Yesterday, my ten year old son asked me if we could look through his baby albums. Every baby book has that one picture of the new baby, completely stark-naked, right? (Fingers crossed you just nodded to yourself.) When we got to that one, my son looked at it, then looked a little harder at it. Then he said, “Mom, what happened to my penis? It’s all red!”
I swallowed real hard. (My mom-pride doesn’t go down easy and we all know that I feel I made a mistake when I had my son circumcised.) Took a deep breath and said, “That’s where you were circumcised.”
He asked me what that meant.
I told him, “When you were born, you had a covering on the end of your penis called a foreskin. When you were circumcised, the doctor removed that covering.”

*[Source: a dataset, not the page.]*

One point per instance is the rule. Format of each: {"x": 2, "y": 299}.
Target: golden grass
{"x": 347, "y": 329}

“What?!” He was shocked. “You let them cut off part of my penis off?! Why would you do that!?”
I explained to him that at that time most parents did, because doctors told us that we should. I told him they said it would prevent infection.

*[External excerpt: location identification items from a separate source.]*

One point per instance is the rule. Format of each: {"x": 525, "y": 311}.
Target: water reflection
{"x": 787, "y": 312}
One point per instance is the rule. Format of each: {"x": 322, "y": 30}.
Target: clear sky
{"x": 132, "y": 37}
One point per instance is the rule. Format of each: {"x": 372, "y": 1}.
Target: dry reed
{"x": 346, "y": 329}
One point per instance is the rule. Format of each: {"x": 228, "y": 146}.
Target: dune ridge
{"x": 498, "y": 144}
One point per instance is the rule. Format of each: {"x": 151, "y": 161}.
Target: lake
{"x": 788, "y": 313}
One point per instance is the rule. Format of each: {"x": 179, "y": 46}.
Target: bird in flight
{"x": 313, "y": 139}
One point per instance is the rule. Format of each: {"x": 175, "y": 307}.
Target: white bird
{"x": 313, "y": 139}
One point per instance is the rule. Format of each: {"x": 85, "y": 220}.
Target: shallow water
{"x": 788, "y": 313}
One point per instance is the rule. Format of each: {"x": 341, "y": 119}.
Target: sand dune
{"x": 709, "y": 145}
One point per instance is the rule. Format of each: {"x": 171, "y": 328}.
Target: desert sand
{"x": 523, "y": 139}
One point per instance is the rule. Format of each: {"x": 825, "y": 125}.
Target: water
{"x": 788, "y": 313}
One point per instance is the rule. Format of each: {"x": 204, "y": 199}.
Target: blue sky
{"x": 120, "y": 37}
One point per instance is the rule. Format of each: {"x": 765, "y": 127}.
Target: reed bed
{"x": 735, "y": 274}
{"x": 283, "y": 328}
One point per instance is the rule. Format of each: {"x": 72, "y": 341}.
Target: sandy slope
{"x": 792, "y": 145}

My ten year old said, “It would seem like cutting my penis could give me an infection. Plus, look at my face, I looked like I was in pain. It probably still hurt then, Mom.”
I said nothing, just listened.
Then he said, “Also, mom, I bet if that skin was there, it wouldn’t hurt sometimes when it rubbed against my underwear. I bet that was supposed to protect it.”

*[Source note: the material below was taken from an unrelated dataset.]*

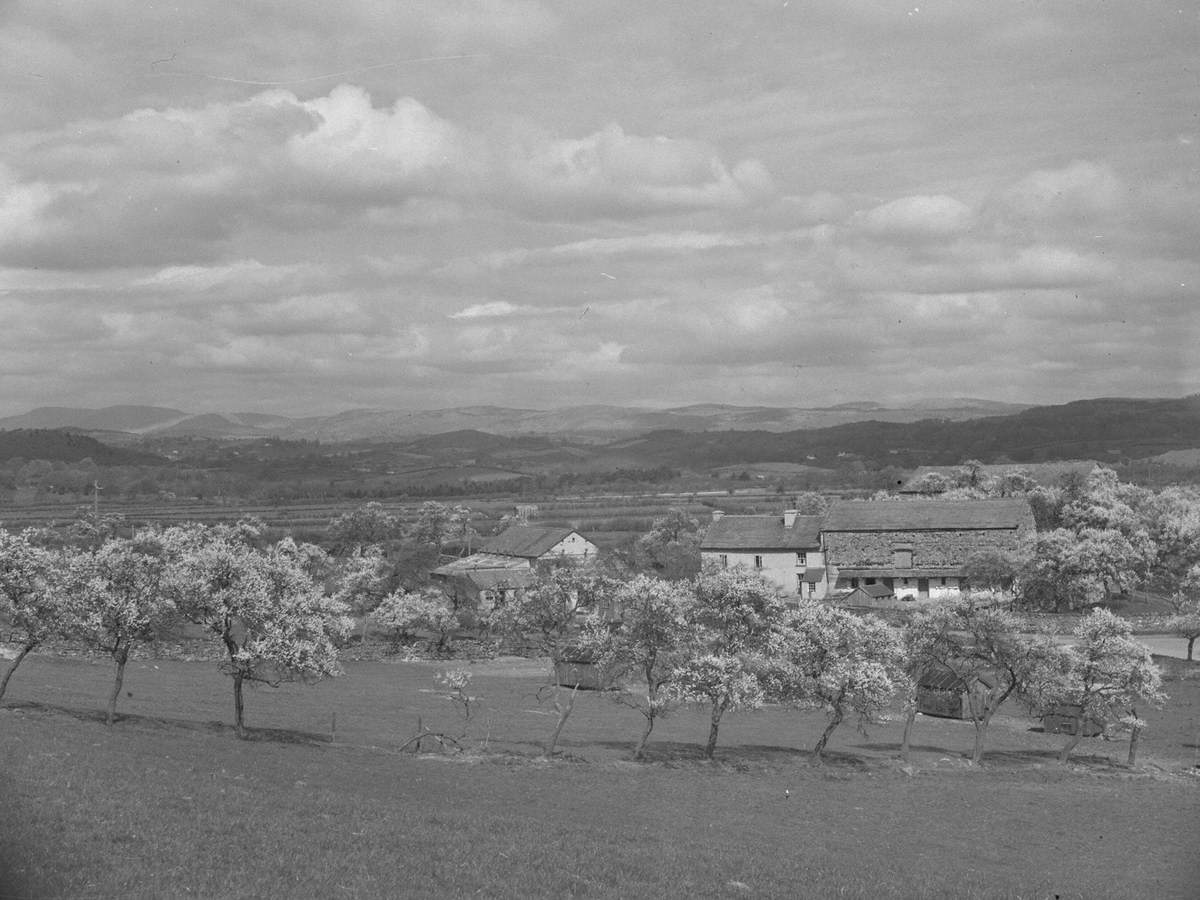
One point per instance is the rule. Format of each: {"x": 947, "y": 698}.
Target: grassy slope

“You’re probably right,” I said.
I had this talk all planned out in my head, but in my mind, he was going to be older. There was more I was going to be able to say. More explaining I could do for myself. More intactivism I could spout about “When you know better, you do better!” that would make everything fine. In my mind, he was old enough that I could say, “Well, your dad was pretty determined,” and it wouldn’t matter because he was going to be mature enough to handle the fact that his dad and I argued about it. I couldn’t take it to that level with an ten year old though. I had absolutely no excuses that would work…
Because at ten years old, the counter arguments he used (when he wrongly assumed I thought I did the right thing) happen to be right. I wondered to myself, “It it really so obvious that even an eleven year old could see the value of being left intact and I was able to be talked into circumcising my newborn son?”
All I could say was, “Actually you’re right, Noah. I was wrong. I’m sorry. If I could take back the choice we made, I would. But I can’t.”
I can’t take back a choice that probably never should have been mine to make.
(Edit: When I first wrote this article, I wrote it saying he was eleven, because his birthday is like RIGHT NOW. But then, for the sake of being very technical, I went back and changed it to ten. Then changed it to eleven thinking I shouldn’t give the impression that he’s younger than he is. Then, I changed it back to ten because of being a stickler for technicalities. Only I missed an eleven at the very end. I hope that explains why it looks like I don’t know exactly how old he is. At any rate… Happy birthday to my son!)